Joelson José Inácio (born 10 July 1983), known as just Joelson, is a Brazilian footballer who played as a forward.

Career
Born in Brazil, Joelson started his professional career at Italy along with his elder brother Piá. He finished as 2001–02 Campionato Nazionale Primavera runner–up with Atalanta under-20 youth team. In 2002–03 season, he left for Pavia on loan with option to co-own the player. In June 2004, Atalanta bought back Joelson and sold him to nearby club AlbinoLeffe in another co-ownership deal, where he joined loan with ex-Primavera teammate Mauro Belotti, Gabriele Perico and Mauro Minelli who recent bought back by Atalanta. In June 2005 AlbinoLeffe signed Joelson outright.
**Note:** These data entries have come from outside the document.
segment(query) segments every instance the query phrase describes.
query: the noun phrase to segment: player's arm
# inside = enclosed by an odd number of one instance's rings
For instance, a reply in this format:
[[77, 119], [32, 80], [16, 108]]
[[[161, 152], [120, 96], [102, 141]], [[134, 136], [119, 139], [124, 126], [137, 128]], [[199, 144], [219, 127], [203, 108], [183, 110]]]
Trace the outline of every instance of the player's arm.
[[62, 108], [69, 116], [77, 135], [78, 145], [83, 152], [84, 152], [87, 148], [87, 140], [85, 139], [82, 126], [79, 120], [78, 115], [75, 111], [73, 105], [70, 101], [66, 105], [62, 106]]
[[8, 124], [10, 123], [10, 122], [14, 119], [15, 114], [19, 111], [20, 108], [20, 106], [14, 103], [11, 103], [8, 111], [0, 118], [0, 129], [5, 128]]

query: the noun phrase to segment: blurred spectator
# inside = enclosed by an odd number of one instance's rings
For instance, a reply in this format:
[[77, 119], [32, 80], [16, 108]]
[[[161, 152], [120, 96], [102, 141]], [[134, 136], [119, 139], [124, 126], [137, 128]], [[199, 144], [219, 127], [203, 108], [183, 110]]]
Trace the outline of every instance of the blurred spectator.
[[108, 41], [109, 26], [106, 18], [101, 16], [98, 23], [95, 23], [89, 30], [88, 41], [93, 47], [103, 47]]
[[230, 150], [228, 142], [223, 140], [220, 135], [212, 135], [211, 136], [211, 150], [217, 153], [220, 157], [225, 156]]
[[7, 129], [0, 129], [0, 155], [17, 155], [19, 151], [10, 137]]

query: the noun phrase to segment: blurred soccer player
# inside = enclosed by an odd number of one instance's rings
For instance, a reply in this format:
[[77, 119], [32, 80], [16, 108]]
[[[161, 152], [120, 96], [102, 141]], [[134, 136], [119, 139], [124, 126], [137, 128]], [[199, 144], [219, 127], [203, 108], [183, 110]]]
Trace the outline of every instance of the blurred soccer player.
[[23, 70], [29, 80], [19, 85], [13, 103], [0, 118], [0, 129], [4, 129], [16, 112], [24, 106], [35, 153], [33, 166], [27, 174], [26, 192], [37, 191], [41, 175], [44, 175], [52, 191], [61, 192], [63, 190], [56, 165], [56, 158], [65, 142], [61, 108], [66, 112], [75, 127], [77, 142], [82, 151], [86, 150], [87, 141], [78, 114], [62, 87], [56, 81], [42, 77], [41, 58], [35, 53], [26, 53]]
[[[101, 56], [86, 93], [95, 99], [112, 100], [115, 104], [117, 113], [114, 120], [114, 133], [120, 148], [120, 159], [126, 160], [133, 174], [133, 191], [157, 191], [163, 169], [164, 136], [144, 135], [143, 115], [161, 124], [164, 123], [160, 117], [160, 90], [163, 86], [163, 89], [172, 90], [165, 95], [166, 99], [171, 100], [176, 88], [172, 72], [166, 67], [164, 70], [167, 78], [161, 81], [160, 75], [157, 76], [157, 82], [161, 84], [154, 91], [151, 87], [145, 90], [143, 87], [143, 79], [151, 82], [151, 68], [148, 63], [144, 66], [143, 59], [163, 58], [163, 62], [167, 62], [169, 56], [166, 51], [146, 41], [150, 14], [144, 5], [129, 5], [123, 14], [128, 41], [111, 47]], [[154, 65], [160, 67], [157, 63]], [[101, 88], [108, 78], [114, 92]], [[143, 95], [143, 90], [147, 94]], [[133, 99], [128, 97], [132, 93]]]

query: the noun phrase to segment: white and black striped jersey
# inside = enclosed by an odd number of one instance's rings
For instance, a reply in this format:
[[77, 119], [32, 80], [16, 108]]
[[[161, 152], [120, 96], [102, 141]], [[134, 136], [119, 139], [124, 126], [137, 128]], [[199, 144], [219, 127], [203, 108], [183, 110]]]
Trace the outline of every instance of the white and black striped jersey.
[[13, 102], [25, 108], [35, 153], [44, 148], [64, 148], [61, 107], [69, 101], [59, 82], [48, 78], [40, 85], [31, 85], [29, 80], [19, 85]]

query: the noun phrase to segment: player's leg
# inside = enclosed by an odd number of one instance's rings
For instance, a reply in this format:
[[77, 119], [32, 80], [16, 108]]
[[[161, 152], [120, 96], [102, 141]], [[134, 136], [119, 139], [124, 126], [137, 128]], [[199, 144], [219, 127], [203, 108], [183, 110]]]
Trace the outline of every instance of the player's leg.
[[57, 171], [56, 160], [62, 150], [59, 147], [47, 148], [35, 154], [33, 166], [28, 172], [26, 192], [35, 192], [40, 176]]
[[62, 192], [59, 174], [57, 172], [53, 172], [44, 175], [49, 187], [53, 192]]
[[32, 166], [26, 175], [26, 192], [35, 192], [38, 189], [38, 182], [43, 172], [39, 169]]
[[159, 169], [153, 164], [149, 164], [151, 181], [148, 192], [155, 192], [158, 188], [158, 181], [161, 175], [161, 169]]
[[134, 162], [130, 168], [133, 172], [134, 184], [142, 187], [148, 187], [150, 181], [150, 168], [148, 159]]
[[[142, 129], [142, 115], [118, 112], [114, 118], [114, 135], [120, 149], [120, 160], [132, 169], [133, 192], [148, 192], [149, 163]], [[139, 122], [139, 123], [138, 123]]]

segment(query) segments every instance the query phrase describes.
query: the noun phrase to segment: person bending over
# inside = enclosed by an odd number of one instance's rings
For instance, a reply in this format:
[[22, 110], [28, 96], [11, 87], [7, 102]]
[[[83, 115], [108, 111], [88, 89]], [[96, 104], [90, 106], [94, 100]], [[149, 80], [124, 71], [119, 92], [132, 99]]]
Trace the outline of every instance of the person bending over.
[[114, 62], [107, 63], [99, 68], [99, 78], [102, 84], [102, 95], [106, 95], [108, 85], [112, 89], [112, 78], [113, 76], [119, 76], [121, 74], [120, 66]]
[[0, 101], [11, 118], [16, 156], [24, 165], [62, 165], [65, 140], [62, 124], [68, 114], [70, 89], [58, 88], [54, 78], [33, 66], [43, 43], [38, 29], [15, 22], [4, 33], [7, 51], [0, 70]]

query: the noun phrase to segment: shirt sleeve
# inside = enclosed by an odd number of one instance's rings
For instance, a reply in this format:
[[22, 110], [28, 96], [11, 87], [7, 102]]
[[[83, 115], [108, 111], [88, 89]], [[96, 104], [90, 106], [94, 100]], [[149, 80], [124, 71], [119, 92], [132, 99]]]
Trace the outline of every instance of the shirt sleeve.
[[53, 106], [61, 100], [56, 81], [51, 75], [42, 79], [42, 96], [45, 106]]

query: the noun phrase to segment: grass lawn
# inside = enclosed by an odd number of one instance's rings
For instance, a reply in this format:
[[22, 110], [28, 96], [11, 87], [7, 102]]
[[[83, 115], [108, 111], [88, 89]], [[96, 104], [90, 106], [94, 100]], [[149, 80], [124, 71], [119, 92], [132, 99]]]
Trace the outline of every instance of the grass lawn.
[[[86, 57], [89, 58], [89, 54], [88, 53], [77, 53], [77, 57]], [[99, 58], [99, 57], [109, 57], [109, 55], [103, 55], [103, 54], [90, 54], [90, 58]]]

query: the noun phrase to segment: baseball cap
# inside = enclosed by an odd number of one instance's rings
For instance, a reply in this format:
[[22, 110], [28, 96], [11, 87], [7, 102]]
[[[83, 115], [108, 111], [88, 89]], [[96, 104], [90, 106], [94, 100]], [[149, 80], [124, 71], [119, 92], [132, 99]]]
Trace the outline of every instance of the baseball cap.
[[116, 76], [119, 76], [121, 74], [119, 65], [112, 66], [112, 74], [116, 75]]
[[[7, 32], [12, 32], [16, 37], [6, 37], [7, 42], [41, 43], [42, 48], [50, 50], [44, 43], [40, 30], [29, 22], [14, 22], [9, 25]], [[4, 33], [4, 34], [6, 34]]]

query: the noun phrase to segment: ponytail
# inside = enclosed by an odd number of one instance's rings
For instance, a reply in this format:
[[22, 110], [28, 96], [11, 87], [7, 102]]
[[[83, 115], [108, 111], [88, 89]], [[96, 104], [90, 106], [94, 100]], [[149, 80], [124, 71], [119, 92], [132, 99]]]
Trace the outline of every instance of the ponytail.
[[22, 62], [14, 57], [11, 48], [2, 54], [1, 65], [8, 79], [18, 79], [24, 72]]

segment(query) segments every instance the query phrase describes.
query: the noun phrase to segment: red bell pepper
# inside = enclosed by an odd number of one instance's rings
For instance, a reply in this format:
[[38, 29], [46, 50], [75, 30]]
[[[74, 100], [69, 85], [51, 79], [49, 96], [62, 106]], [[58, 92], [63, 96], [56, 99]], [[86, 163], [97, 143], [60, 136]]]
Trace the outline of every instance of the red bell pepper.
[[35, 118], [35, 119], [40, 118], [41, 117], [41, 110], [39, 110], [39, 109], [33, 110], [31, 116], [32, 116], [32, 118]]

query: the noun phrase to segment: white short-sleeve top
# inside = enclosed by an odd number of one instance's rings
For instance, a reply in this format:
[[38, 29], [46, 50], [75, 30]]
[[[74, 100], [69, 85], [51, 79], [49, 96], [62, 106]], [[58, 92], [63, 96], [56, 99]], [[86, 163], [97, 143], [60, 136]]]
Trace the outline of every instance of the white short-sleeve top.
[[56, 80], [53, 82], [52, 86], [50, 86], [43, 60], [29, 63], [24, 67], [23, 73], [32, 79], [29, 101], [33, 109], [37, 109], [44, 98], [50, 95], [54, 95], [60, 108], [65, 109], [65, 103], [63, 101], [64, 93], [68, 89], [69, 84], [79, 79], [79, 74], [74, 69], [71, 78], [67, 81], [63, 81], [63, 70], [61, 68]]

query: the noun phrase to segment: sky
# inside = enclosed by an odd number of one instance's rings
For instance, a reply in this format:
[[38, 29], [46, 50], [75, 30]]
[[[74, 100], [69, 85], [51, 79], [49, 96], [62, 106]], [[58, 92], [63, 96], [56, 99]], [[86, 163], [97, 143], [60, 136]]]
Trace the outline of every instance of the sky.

Since January 2007 he did not play for AlbinoLeffe as he signed a pre-contract with his new club.

Reggina
He joined Reggina on free transfer while his contract expire with AlbinoLeffe. He played as backup of Nicola Amoruso, Fabio Ceravolo and Stephen Makinwa, only made 4 starts. But his appearances already ahead other new signing likes Mike Tullberg and Christian Stuani.

In 2008–09 season he left for Serie B side Pisa, but the club relegated and went bankrupt.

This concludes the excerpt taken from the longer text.